During the past two years, we’ve written about a range of machine learning applications in medicine. Machine learning’ analyzes vast quantities of data rapidly in search of predictive relationships. Machine learning becomes more effective as it receives more data, and is used for diagnostics, treatment plan selection, and aftercare monitoring. Using machine learning to analyze subjective content is trickier than comparing images of marks on the skin, however. We noted a study by Carnegie Mellon’s Center for Cognitive Brain Imaging that detected neural representations of suicidal ideation in adolescents plus work at Vanderbilt University in predicting suicide from large quantities of health records, but success in both of those uses started with quantifiable data records.

Scientists at Emory University and Harvard recently published their findings on using machine learning technology to predict emergent psychosis in the journal npj Schizophrenia. The researchers figured out how to quantify the semantic richness of patients’ language. That step enabled them to identify people who scored low on that measure; low semantic richness is an established indication of psychosis. The second discovery in the joint study was that people at higher risk of psychosis use vocabulary related to sound more often than average. According to Phillip Wolf, the senior author of the study and a professor of psychology at Emery, the researchers developed a machine-learning method for measuring semantic density but were surprised about the words associated with sounds.

The scientists trained the machine learning program with conversations of 30,000 Reddit users. When they had a sufficient baseline, the researchers used the application with earlier diagnostic interviews with forty patients by trained clinicians. The result of the study found more than 90% accuracy in predicting whether the patients developed psychoses.
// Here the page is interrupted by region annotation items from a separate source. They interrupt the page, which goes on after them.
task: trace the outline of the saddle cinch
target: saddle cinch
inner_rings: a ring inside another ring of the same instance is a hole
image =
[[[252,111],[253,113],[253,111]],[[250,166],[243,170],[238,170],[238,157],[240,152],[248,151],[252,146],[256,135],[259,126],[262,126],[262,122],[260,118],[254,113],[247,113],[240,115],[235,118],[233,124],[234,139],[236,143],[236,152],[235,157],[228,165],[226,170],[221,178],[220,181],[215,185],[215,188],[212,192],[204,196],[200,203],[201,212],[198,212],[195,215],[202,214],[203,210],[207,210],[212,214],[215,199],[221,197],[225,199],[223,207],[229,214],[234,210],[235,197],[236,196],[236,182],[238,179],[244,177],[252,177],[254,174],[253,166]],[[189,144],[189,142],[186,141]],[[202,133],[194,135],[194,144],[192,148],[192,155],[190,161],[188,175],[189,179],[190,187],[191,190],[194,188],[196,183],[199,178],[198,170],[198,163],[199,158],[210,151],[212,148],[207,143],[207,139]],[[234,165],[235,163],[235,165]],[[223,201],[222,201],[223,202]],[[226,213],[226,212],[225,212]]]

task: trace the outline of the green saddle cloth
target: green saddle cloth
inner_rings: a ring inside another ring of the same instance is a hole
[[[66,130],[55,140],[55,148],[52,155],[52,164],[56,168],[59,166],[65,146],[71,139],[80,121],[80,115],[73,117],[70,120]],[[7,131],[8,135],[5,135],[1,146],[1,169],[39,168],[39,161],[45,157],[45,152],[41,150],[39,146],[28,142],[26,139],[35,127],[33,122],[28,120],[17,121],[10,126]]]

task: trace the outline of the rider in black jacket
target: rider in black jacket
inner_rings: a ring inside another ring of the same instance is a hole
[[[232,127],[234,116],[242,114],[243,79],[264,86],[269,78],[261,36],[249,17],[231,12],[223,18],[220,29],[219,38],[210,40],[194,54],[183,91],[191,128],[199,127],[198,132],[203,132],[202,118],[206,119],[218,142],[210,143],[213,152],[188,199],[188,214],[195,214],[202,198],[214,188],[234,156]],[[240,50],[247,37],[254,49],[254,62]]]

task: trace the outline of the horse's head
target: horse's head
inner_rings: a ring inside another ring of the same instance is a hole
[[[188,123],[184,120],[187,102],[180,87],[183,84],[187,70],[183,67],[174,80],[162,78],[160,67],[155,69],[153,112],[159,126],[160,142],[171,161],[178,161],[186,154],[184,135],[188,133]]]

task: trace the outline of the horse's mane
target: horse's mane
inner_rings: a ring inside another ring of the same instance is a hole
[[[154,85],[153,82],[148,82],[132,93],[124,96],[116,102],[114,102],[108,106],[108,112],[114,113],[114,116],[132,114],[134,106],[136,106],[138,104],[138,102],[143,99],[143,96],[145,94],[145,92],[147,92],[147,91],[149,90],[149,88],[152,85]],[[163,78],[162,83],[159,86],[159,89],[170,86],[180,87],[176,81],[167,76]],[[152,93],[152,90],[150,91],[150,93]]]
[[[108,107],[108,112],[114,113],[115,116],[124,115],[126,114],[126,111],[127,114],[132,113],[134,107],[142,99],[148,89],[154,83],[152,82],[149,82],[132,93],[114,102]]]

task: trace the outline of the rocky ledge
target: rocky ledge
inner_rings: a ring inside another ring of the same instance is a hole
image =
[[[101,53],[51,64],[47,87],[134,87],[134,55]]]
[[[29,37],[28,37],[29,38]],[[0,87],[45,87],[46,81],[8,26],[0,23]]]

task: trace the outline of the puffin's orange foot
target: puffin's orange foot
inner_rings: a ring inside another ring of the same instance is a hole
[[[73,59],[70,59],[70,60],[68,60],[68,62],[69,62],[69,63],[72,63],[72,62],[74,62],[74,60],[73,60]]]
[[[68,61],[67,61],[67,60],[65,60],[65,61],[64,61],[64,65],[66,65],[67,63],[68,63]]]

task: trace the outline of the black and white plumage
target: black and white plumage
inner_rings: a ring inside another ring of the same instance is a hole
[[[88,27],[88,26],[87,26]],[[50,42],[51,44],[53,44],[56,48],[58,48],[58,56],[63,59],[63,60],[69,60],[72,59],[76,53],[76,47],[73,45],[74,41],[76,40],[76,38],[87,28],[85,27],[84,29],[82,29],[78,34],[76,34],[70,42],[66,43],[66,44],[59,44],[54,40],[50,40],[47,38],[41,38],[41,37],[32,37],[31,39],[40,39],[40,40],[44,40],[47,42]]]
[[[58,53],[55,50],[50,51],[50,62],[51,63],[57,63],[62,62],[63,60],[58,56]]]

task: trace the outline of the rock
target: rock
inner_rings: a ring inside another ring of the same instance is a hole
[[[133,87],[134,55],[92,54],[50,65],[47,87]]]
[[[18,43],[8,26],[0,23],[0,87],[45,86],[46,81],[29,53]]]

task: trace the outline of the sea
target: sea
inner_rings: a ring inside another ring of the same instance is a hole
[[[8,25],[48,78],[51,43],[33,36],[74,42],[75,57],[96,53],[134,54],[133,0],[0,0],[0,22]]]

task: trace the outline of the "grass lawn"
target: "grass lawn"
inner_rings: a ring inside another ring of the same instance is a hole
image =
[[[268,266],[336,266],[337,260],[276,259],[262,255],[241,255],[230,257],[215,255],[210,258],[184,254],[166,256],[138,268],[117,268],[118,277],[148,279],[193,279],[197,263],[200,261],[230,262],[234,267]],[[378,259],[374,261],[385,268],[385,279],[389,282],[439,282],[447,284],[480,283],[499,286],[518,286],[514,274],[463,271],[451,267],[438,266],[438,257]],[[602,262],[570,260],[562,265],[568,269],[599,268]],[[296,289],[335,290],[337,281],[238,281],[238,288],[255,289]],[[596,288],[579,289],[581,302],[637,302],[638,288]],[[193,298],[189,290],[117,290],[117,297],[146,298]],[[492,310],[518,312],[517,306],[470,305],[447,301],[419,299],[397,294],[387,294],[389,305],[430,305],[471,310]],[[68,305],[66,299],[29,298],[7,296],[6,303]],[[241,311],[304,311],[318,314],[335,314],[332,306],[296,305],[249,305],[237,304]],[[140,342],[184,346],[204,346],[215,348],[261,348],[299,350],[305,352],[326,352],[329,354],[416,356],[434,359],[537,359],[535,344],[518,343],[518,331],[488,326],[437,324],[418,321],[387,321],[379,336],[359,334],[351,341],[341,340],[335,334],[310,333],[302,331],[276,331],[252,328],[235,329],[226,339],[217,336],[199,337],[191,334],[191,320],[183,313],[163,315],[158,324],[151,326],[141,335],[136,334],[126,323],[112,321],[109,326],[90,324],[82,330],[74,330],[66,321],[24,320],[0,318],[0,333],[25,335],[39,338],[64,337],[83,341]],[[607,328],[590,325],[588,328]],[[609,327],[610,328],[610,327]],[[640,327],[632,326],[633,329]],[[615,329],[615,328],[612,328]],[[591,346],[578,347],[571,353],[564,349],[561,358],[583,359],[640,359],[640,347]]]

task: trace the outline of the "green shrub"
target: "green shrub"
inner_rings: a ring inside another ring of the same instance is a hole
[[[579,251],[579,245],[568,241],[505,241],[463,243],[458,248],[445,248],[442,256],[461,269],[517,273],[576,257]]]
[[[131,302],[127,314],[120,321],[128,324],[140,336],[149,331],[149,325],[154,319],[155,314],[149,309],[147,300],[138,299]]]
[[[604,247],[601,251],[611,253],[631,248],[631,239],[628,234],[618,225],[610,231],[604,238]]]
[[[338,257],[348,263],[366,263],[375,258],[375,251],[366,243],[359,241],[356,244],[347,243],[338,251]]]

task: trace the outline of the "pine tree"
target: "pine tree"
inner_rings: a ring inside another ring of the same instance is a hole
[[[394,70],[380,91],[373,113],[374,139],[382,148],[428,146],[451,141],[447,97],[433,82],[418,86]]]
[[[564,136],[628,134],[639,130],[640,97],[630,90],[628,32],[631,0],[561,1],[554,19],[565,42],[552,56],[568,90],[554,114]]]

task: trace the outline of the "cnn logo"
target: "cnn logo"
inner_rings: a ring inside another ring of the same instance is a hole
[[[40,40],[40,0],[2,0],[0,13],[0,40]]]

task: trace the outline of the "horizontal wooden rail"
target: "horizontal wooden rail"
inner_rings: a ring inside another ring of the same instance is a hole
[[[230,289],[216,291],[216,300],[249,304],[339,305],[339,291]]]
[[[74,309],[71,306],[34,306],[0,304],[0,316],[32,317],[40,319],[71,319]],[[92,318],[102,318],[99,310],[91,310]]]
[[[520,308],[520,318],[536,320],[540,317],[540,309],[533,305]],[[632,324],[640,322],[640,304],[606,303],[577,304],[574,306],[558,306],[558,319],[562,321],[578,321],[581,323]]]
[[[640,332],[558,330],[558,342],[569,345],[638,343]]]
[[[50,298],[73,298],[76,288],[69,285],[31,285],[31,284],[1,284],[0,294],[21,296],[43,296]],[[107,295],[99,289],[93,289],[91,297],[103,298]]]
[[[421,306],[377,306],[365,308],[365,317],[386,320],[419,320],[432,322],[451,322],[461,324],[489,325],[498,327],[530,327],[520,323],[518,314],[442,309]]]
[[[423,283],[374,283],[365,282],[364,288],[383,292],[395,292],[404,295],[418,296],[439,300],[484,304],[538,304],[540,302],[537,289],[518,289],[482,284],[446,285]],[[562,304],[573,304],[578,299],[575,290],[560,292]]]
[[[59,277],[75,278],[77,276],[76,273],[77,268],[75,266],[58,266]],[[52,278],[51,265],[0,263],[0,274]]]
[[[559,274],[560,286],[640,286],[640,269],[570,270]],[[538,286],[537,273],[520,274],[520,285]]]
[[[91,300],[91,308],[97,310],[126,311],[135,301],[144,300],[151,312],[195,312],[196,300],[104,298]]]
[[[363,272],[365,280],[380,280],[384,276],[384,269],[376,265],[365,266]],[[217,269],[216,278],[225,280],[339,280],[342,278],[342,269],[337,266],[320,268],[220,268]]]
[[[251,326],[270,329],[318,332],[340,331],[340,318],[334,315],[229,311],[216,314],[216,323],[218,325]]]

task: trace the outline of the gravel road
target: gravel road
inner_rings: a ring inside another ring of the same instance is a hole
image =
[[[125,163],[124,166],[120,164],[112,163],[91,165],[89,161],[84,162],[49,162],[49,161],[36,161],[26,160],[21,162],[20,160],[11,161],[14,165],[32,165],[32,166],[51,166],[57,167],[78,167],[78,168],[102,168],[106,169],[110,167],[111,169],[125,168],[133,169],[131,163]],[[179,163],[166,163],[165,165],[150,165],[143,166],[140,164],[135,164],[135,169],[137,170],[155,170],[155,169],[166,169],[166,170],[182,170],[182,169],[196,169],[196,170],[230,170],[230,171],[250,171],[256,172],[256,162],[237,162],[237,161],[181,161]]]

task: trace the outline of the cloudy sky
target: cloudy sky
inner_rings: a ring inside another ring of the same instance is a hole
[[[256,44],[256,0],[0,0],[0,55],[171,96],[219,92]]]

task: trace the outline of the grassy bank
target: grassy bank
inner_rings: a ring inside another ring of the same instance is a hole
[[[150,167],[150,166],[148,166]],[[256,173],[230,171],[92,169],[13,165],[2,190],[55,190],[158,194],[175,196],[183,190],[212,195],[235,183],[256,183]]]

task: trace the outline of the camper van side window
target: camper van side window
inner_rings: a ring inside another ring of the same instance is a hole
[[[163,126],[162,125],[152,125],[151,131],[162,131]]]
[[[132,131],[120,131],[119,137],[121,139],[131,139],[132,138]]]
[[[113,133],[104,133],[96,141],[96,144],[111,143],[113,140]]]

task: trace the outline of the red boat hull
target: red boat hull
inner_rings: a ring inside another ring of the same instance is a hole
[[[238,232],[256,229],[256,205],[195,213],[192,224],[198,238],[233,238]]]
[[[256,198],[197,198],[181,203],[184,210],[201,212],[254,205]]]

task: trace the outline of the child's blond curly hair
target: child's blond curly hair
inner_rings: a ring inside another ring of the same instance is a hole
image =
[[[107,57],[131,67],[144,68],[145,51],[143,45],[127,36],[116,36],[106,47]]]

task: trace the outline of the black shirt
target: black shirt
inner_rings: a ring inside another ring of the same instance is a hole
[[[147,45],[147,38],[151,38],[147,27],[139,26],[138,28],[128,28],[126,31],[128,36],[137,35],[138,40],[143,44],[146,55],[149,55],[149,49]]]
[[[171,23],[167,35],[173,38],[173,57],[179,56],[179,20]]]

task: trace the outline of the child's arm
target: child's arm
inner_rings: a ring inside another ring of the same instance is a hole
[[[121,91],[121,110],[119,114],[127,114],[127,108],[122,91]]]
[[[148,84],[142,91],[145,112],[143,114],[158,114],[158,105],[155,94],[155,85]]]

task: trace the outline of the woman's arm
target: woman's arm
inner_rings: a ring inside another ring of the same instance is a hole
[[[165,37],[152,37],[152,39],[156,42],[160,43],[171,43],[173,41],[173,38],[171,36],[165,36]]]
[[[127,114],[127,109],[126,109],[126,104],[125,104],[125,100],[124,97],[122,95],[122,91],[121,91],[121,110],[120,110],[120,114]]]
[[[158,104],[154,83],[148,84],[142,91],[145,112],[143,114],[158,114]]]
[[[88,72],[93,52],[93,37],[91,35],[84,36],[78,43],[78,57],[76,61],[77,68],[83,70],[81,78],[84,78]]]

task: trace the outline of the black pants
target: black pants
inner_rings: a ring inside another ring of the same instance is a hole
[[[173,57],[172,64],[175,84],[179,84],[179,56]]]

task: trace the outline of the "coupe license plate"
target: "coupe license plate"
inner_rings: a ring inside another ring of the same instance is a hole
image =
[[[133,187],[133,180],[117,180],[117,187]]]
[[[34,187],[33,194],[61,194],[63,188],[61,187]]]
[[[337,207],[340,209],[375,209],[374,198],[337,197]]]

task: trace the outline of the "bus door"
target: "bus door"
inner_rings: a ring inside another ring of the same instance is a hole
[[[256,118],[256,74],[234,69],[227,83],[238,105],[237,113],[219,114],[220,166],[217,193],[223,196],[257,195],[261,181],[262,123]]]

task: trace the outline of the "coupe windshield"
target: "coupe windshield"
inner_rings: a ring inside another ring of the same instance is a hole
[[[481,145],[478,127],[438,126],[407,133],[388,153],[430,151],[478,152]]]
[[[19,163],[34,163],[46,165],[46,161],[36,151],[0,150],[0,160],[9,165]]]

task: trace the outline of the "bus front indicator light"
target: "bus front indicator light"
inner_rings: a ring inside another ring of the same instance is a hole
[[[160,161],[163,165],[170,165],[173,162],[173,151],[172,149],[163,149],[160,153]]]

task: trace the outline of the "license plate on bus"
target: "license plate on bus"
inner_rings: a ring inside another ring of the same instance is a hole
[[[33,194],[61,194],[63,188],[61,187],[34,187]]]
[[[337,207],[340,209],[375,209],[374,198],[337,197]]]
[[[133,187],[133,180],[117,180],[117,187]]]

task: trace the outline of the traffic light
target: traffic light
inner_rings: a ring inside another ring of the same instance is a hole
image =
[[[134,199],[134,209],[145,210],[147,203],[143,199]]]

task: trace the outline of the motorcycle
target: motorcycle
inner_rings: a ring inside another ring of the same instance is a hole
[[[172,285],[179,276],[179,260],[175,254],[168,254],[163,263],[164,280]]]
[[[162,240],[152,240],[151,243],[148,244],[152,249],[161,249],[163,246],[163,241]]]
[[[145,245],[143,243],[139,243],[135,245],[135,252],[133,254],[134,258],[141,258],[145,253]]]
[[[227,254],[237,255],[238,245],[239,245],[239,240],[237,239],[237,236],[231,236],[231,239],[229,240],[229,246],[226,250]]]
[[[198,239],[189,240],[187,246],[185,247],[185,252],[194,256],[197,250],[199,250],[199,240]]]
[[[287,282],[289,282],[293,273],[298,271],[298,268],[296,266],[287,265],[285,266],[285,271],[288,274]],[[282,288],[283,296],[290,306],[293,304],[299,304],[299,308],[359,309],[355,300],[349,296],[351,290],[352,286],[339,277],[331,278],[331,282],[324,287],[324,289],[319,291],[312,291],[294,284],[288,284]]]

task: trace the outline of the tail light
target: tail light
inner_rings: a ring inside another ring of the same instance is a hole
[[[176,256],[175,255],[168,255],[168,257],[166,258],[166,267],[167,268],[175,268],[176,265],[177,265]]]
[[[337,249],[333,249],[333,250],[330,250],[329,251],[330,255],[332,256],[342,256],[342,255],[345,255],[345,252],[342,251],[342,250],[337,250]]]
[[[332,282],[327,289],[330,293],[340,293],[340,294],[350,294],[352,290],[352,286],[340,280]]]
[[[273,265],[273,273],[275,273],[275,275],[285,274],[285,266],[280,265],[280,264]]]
Treating psychosis is difficult once it is established. Early identification of people at high risk of developing psychosis or other severe mental health disease improves the possibility of intervention to delay or even halt the progress of the disease. Further work in detecting semantic indicators and vocabulary usage patterns in conversation has promise for helping identify predictive signs for developing problems in a range of diseases and conditions where you can’t rely on objective measures such as blood tests or genetic sequencing.